Have you ever invested in a “sure thing” only to lose your money? Maybe a friend gave you a hot stock tip and you tried to ride the wave. Or, perhaps you found that local startup and jumped in quickly so you could get in on the ground floor. You just knew these were winners! You were glad to invest and eagerly anticipated the return as you leafed through travel magazines and perused new home floor plans. But the returns never came. In fact, it got worse and worse, never better.
The planned gains quickly became losses, and as the daydreams of green turned into nightmares of red, you knew your money was never coming back. You quietly (or loudly) mourned its loss and held a personal wake in honor of the dearly departed dollar bills. For some of us, this has happened on a small scale; but, for others, this approach led to financial ruin.

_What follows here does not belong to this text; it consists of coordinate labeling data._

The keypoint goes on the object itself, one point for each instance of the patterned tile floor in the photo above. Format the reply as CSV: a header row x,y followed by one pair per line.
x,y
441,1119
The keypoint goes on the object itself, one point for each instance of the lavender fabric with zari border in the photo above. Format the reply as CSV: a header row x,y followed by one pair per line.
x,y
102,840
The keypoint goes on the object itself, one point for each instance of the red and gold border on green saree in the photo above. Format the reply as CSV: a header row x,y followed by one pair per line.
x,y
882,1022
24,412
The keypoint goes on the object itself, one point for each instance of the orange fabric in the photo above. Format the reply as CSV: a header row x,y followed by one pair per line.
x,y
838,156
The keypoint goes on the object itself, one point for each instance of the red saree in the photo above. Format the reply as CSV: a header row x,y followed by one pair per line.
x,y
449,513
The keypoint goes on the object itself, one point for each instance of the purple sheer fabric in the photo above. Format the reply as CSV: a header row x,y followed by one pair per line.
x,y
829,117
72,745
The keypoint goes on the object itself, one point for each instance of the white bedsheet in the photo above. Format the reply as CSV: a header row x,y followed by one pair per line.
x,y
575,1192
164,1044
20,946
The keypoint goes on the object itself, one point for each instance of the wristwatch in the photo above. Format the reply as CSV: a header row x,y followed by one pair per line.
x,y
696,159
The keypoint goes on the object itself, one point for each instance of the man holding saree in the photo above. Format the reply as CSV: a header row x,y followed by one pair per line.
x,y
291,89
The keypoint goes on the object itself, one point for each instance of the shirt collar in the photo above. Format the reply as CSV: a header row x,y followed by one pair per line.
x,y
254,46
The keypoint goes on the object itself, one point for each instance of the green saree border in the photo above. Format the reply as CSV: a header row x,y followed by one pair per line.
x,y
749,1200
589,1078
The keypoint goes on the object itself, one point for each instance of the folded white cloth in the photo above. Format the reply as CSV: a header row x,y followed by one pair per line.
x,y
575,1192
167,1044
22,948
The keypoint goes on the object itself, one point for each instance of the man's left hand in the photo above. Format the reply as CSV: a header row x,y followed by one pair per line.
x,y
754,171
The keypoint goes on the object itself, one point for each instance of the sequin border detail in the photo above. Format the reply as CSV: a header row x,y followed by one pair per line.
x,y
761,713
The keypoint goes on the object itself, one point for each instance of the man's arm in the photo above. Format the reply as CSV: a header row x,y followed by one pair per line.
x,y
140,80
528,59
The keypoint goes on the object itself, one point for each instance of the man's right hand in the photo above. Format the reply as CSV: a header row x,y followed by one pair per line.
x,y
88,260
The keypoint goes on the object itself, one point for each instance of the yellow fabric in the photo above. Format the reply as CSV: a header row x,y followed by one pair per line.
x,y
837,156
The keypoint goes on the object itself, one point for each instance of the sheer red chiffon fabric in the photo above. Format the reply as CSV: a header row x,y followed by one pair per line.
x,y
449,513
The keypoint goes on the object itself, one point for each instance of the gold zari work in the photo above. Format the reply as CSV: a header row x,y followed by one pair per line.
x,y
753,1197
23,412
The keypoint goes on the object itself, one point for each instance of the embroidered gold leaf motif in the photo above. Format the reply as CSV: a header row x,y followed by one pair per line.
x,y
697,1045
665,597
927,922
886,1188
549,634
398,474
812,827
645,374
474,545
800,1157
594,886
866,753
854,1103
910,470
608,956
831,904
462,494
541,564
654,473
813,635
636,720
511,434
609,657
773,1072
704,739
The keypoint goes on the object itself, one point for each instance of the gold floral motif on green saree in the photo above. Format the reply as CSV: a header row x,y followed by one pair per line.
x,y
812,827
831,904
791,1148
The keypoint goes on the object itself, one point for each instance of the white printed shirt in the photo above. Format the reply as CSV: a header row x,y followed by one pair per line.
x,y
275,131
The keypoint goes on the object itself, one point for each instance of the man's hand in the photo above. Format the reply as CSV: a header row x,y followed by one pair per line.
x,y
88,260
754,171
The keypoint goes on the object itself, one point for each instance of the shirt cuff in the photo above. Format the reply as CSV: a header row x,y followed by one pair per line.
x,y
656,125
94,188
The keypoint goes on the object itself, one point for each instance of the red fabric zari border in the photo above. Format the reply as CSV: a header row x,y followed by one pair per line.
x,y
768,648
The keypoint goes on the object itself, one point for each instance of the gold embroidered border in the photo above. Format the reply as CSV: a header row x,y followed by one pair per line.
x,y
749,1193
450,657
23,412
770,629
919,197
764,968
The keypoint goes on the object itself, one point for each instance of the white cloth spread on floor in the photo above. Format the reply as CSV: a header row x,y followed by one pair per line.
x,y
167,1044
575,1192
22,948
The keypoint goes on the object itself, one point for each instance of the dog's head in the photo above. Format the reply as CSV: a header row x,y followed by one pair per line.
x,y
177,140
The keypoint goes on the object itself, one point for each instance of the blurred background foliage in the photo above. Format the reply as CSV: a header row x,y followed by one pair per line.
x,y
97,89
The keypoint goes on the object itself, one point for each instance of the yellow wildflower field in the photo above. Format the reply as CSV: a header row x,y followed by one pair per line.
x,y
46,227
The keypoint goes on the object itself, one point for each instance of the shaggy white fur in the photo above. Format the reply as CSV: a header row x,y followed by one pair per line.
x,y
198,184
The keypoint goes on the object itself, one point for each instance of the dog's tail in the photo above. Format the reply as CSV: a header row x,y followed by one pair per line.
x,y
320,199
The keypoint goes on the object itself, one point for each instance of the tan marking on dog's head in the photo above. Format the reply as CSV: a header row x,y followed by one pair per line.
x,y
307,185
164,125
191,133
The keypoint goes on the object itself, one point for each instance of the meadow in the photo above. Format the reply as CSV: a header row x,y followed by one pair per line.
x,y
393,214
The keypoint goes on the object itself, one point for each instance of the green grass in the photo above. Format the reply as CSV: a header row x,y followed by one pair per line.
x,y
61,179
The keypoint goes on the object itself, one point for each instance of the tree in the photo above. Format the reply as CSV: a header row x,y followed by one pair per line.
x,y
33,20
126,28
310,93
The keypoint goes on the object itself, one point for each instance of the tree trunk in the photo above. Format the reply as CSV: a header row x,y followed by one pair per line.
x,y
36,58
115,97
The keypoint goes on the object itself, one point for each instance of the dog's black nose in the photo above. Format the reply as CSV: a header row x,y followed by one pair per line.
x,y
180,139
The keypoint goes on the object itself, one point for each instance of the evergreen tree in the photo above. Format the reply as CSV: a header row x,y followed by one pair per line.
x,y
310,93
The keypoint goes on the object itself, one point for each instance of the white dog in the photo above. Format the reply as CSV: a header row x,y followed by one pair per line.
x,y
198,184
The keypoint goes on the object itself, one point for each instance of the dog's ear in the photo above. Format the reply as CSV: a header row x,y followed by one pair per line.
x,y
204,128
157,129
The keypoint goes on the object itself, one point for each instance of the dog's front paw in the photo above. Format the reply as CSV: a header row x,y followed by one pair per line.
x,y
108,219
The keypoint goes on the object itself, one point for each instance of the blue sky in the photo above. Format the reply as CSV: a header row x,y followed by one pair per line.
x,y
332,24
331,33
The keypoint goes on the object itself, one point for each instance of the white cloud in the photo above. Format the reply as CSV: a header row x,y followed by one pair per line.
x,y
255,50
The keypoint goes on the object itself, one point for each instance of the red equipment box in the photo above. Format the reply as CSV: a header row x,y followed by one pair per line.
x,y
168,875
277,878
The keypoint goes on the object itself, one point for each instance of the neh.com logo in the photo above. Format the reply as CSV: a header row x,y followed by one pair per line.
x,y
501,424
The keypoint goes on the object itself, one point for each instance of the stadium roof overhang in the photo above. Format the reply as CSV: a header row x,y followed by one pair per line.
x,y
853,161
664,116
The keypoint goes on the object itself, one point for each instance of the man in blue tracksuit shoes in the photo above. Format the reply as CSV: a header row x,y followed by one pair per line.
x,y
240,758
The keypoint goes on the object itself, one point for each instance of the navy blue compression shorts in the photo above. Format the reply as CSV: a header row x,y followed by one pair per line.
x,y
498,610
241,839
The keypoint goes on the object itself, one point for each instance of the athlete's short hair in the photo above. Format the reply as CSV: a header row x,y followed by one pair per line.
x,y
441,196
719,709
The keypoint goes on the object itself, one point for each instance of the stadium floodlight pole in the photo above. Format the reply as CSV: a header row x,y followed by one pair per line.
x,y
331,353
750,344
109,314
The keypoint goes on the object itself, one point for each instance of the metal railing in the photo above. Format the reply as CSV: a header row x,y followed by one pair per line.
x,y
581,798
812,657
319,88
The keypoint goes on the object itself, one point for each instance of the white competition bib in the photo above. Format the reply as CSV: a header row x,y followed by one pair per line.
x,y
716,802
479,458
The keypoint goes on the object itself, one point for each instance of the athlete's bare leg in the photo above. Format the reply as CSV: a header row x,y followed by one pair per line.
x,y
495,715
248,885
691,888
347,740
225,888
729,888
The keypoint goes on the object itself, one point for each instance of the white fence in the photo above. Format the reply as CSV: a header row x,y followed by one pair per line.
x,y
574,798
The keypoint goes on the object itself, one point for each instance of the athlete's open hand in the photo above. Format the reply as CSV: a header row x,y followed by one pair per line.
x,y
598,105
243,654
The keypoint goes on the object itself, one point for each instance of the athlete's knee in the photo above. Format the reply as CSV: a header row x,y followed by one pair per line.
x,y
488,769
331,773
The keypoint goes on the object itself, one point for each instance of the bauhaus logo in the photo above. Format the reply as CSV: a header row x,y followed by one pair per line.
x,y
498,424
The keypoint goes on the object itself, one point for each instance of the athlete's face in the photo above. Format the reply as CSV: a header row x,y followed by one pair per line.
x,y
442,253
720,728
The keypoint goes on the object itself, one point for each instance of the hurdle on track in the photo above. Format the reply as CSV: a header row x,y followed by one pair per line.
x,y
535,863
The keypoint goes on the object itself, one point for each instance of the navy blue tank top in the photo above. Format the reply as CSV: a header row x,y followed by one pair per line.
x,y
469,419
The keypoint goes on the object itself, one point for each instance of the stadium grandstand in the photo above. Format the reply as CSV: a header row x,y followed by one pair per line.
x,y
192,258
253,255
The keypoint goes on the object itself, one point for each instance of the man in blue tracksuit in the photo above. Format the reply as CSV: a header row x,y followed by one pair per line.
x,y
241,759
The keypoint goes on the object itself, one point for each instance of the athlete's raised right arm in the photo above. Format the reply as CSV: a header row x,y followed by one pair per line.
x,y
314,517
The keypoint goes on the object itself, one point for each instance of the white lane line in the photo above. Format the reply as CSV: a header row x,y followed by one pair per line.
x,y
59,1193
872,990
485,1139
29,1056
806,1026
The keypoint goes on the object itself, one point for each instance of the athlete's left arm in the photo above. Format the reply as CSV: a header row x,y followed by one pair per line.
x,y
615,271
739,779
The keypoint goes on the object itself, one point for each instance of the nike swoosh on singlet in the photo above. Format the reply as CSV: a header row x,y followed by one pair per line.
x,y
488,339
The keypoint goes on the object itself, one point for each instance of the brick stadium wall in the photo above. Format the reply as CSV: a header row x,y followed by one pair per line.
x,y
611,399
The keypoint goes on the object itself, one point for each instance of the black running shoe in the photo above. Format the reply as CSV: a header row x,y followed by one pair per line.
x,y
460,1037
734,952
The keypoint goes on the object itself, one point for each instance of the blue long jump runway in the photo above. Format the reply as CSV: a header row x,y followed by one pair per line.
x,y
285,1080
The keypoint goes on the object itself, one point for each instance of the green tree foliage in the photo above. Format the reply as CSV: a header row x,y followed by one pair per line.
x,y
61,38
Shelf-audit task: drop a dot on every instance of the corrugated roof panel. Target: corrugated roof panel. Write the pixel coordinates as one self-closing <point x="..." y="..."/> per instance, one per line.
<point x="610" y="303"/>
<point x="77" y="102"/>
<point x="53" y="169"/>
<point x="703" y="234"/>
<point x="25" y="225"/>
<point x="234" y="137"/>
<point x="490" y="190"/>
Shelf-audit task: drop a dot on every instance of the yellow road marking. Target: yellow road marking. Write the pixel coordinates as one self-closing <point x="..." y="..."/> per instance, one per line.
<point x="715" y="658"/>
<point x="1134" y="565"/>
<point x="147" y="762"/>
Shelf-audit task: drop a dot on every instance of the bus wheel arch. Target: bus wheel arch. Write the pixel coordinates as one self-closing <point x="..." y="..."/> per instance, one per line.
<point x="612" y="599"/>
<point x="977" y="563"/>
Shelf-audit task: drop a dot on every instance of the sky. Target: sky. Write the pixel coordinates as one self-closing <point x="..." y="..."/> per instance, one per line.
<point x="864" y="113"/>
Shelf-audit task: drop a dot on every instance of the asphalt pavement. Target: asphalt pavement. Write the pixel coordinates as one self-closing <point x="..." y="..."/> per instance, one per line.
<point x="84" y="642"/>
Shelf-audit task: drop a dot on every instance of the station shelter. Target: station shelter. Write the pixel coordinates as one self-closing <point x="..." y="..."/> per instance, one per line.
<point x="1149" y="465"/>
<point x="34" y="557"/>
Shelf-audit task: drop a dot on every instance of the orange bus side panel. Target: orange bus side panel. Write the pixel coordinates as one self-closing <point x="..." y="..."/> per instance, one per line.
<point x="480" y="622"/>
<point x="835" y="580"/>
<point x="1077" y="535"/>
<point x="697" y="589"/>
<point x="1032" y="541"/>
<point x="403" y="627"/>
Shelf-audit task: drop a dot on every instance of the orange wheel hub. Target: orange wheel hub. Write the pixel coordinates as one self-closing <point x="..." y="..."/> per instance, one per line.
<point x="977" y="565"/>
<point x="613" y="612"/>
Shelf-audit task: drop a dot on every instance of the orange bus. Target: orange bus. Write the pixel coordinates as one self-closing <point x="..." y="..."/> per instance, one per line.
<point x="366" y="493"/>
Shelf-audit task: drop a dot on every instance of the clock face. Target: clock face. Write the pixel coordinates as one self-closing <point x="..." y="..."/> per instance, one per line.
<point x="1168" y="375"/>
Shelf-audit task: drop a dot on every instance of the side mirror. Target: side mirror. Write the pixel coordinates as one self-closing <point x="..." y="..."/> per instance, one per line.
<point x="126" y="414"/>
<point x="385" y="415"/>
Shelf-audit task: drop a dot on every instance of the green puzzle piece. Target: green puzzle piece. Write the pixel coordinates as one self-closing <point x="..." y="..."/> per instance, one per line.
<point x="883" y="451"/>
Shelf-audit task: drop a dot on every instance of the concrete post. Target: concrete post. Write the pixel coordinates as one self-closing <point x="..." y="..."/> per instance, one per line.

Even so, we knew there were risks when we invested. We read the prospectus (or maybe just the back-of-the-envelope scrawl penned by the wild-eyed entrepreneur). We have heard the adage that financial investing is all about balancing risk versus reward. The higher the risk, the greater the potential for reward. Every investor searches for the holy grail of low risk and high reward, only to find that these two characteristics hardly ever align.
There is one arena however where this is perfectly true: our investment in our children. This is one place where an amazing economic reality exists – we never end up regretting the time we invested with our children. The returns are often exorbitant, generating immense relational value; and, the risk is completely non-existent. In the end, this investment actually leaves our emotional bank account more full than when we started.
I suppose one could invest so much time with your children that you neglect your spouse or cause your health to fail. You can only eat so many funnel cakes at the state fair before the effects (and the flab) eventually set in.
However, has it become cliche for fathers to over-invest in their children? Are we observing a national epidemic of kids who suffer from over-connection with their dads? Have we amassed statistic upon statistic of the ill-effects on society of all these way-too-fathered children? Hardly.
Fathers, we understand risk and reward. Money given to one thing often means money not given to some other thing. We get that and readily accept it as a cost of doing business. Yet, when it comes to our most precious commodity – our time – why wouldn’t we put that time into an investment with infinite return and infinitesimal risk?
Do we realize that our money may actually be increasing in quantity; but, our time is not. Time is a finite resource. None of us know how much we have left, but there is one thing we each know for sure. The amount of time we have left on this earth is less than we had yesterday. Our time is dwindling, perhaps slowly, perhaps more quickly than we know.
So, let’s commit that while we have our children around, we fathers will back-up our dump truck of time at our front door and unload it completely all over them. We will shovel our currency of time into the lives of those little ones. It is a risk-less investment and once we have made it, we – and our children – will be all the richer for it.
What’s one way you’ve invested in your child lately?